Updated Aug 12, 2019

Reported In

Software

  • LabVIEW GPU Analysis Toolkit

Other

  • CUDA toolkit from Nvidia

Issue Details

When I try to run an executable that I created using the GPU Analysis Toolkit, I get an Error 1556 such as the one below. I'm running the program on my development computer, and this error does not occur when running the development code.
 
Error 1556 Occurred.
Possible reason(s):
LabVIEW: (Hex 0x614) The reference is invalid. This error might occur because the reference has been deleted.  

GPU Analysis Information: A GPU resource is invalid.

Cause: Creating a GPU resource failed.
Solution: Make sure the resource request was for a valid device.

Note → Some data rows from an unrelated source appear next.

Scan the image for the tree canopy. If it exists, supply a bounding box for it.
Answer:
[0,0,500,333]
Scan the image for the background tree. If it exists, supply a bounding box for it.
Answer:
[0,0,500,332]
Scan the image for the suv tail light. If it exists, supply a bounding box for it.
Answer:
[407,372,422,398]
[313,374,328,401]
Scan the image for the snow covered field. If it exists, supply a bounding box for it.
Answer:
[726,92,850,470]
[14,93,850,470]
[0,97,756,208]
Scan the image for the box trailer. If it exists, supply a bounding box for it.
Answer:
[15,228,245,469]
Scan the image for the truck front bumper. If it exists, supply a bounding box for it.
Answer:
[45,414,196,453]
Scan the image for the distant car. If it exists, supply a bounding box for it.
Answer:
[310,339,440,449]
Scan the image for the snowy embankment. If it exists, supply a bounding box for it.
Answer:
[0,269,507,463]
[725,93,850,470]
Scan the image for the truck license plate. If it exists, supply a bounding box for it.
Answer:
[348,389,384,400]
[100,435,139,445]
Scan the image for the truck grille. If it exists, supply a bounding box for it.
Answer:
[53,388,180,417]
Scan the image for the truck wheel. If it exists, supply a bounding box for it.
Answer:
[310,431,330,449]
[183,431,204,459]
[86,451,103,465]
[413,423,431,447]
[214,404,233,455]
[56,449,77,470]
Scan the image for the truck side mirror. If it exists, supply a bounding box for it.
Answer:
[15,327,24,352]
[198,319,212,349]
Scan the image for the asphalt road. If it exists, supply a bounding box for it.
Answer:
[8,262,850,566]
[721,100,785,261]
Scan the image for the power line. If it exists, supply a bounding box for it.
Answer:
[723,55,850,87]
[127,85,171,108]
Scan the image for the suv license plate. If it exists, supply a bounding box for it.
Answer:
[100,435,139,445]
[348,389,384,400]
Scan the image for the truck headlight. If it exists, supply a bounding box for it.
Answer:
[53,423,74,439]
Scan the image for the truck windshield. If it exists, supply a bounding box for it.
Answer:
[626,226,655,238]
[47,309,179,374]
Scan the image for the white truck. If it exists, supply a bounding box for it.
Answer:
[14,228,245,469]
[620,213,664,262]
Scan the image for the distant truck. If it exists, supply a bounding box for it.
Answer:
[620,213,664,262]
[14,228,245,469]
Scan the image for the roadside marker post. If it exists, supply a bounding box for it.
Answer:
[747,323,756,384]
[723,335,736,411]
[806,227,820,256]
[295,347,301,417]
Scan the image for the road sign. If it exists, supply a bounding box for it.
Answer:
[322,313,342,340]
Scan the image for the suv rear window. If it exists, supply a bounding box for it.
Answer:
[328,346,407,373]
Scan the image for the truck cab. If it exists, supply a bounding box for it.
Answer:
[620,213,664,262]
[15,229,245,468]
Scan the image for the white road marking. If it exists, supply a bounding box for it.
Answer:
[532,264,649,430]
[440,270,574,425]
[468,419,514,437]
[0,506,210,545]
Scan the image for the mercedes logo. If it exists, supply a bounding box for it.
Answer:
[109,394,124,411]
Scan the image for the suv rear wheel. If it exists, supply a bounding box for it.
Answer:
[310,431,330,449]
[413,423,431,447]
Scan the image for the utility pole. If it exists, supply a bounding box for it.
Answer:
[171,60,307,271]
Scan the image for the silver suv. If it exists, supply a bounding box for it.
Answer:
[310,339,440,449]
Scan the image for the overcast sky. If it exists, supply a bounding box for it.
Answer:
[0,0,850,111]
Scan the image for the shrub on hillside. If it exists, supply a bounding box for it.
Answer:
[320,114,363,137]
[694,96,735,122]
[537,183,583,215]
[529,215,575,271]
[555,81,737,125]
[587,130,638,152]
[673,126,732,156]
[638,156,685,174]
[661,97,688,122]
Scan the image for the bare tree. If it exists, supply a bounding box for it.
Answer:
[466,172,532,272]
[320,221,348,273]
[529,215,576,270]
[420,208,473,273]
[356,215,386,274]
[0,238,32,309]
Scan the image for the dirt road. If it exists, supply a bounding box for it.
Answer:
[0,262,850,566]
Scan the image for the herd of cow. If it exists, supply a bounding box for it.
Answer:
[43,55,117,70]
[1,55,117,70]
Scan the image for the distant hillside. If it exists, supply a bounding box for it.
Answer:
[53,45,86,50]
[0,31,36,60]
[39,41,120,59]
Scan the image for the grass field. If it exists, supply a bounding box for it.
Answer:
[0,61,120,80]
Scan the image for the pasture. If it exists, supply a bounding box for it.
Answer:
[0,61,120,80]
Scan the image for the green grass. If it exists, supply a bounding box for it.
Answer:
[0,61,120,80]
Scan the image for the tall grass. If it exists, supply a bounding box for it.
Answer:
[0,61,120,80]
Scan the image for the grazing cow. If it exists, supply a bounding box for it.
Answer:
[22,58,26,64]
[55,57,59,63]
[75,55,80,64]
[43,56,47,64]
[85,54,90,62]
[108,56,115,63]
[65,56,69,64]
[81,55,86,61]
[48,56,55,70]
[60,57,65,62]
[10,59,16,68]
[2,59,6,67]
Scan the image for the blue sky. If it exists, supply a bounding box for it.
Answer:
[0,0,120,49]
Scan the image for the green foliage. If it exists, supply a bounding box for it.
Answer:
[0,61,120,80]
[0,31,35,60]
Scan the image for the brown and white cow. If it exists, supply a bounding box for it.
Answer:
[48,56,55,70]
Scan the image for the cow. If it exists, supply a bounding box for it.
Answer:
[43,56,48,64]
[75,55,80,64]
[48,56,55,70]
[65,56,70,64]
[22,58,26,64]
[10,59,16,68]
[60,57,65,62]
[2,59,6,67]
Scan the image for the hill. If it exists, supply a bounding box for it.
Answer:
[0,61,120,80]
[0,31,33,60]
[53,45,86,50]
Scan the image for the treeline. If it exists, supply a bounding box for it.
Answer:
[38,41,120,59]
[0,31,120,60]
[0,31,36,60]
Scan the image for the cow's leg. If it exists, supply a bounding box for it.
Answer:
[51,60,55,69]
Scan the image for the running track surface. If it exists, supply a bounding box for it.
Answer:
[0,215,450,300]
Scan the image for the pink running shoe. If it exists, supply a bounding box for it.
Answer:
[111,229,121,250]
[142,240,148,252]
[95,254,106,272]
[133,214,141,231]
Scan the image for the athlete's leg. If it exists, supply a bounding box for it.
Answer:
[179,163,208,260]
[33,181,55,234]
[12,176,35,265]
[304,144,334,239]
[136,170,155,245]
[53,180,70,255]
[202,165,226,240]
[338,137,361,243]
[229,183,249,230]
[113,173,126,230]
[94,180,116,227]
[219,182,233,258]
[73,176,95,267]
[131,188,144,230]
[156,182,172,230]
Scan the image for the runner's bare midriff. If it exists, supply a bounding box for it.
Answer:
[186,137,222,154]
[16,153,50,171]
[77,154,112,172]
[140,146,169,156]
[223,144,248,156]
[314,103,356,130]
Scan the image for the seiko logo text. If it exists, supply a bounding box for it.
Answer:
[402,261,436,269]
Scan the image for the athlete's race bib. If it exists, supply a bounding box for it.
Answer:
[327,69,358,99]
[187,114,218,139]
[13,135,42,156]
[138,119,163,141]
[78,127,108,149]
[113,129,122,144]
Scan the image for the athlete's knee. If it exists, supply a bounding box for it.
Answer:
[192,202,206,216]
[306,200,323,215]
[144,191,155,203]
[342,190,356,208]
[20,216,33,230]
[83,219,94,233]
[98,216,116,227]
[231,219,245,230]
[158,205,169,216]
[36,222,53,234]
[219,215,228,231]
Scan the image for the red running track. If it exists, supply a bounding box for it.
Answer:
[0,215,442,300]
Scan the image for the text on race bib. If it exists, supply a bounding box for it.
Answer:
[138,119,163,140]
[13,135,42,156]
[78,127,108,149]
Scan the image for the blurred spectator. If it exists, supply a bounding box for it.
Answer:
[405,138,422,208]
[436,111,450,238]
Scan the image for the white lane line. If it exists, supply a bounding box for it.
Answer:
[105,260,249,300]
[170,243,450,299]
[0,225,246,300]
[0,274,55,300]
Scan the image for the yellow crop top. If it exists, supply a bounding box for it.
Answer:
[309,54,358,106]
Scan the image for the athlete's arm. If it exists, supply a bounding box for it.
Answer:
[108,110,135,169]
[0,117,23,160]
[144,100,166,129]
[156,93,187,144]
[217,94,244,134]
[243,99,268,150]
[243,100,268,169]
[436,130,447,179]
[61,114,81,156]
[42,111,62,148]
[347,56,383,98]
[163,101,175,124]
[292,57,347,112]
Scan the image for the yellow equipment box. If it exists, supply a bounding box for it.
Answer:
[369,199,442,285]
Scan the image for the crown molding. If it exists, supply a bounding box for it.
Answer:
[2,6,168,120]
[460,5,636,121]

If so, check to see if the device supports the type of resource being created or has the amount of physical resources available to honor the request.

Cause: A GPU resource has been deleted explicitly.
Solution: Only delete the GPU resource after all processes using that resource are finished with it.

Cause: A GPU resource has been deleted implicitly.
Solution: Avoid replacing an existing GPU resource with a newly created one in situations where the resource is being cached (e.g. passed to a shift register).


What is this error, and how can I resolve it?

Solution

Why the error?

Building a stand-alone application with LabVIEW that includes GPU computing uses external libraries, but it only knows about those libraries called from CLNs (Call Library Function Nodes) where the library name (and possibly path) are hard-coded in the node. For the GPU toolkit  to support multiple CUDA versions and different Windows platforms (i.e. 32- and 64-bit versions) from a single API, certain libraries are identified at run-time and passed to the CLN for execution. This is (a) how an lvcuda*.dll library is used in the LVCUDA API and (b) why they do not show up as a dependency like other external libraries (e.g. lvgpu32.dll or lvgpu64.dll).


The Fix

The GPU toolkit installs lvcuda*.dll in a lvgpu folder under LabVIEW's resource directory. This is part of the default path LabVIEW uses (in the development environment) to locate external binaries. No such default directory exists once you build a stand-alone application. However, there is still a search path used by the executable to find binaries it needs. The details regarding this can be found at Executable Cannot Find My DLL Even With A Specified Path . Sometimes it's valuable to find out what dependencies these binaries have (e.g. a library which is itself linked to another library). The article Determine What Calls Are Made by My DLL or Executable in LabWindows™/CVI™ discusses how to track such dependencies.

While these resources describe a few ways to make external libraries work from a stand-alone application, copying the external libraries to the system directory appears to be the most straightforward and yields success 100% of the time as long as the DLLs are put in the proper place.

For a 32-bit app, copy lvcuda32.dll to <windows_root>\system\lvgpu. For a 64-bit app, copy lvcuda64.dll to <windows_root>\System32\lvgpu. The 'lvgpu' subdirectory is required as this is the folder structure used inside LabVIEW's resource directory. Note that you do not have to do anything special with lvgpu32.dll or lvgpu64.dll. These libraries are recognized as dependencies and the VIs that call them will automatically look for them in their new location based on the build specification.


Alternatives

If copying files to the system directory is not an option, the executable can look for libraries using the PATH environment variable. Appending the library location to the PATH can have unintended consequences or encounter other problems (e.g. too many characters on 32-bit OSes) so it's not always a fail-safe or recommended approach.

Copying the libraries into the run-time engines folder may also work, but this is modifying a Program Files folder. Whether these changes persist during some installation modifications is undefined. In addition, you'd need to copy the libraries to each version of the run-time engine your application is built against.